Depends on the tender manufacturer. As a precaution, better safe than sorry, disconnect at least 1 lead or the plug that severs the tender from the battery.


----------



## iowagold (Jan 22, 2020)

most of the battery tenders and chargers have a fuse in the lead.
or you can place a 5 amp auto or manual breaker inline.


----------



## Gen10K (Jun 25, 2020)

Well, do you want to keep replacing fuses? When the SHTF happens, going to the town to buy a fuse might not be a good idea. 

My motto is... Take care of the equipment and they will take care of you.


----------



## motormonkey (Jul 10, 2016)

A better SHTF policy would be to keep a stock of spare fuses.

BTW, a battery tender, or the equivalent of another brand, will only produce an amp or so of current at most. The fuse is in the line to prevent overcurrent from the battery, not the charger.


----------



## ronskal (Feb 18, 2021)

Back to Speedy's original query. Air cooled engines such as these (if not already worn-out) will consume more oil in hot higher load conditions. When they get hot, clearances open-up, oil thins and sneaks by into the combustion chamber. Liquid cooled engines have more uniform cooling and they can build them tighter.
You are cooler in the UK than here in Texas and your run loads have been light so low or no consumption sounds right to me.
I would think your monthly runs are good, might want to put a higher load then 500W though. If the oil looks cloudy you know you need to run it longer to vaporize the H2O.


----------



## speedy2019 (Jan 29, 2019)

ronskal said:


> Back to Speedy's original query. Air cooled engines such as these (if not already worn-out) will consume more oil in hot higher load conditions. When they get hot, clearances open-up, oil thins and sneaks by into the combustion chamber. Liquid cooled engines have more uniform cooling and they can build them tighter.
> You are cooler in the UK than here in Texas and your run loads have been light so low or no consumption sounds right to me.
> I would think your monthly runs are good, might want to put a higher load then 500W though.
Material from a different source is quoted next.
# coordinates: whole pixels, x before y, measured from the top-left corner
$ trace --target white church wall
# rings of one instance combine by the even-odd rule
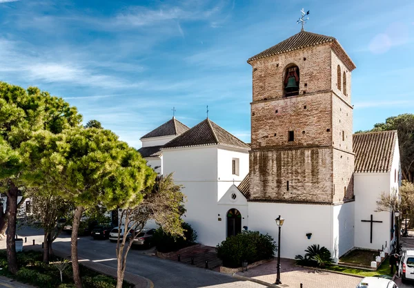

If the oil looks cloudy you know you need to run it longer to vaporize the H2O.


I changed the oil after the first 5-8 hrs of use from new for the first time (It came out clean when draining) and that was about about 18months ago, and the oil looks nice and clean on the dipstick and tissue today... Anyway isnt dark or black oil just burnt oil anyway, so nothing to wrorry about??

Im eager to have a power cut that lasts a few hrs to properly test out the generator under real conditions and see if it holds out or crashes. But hopefully I will never have to put too much of a load on it, but a 1000w kettle, tv/sky, a few lights and all my computer stuff at once, should push it to 2000w or a bit more, and give it a bit of a workout.


----------



## tabora (Sep 6, 2018)

speedy2019 said:


> If I start up the generator with the maintainer connected, will this damage anything because the generator charges the battery as its running?


Nope. I have maintainers on my generators 24/7. Also on 2 cars and the snowblower and zero-turn mower. I often start all of those up with the maintainers connected. (Optimate and Schumacher).


speedy2019 said:


> I have used my gen for about 10hr in the last year and during this time it hasnt used no oil...


I have not had an OPE engine need to have oil added between changes for MANY years. It doesn't stop me from checking them before EVERY use, though...


----------



## iowagold (Jan 22, 2020)

we use the manual reset blade breakers...
as long as you take care of them they last a long time!


----------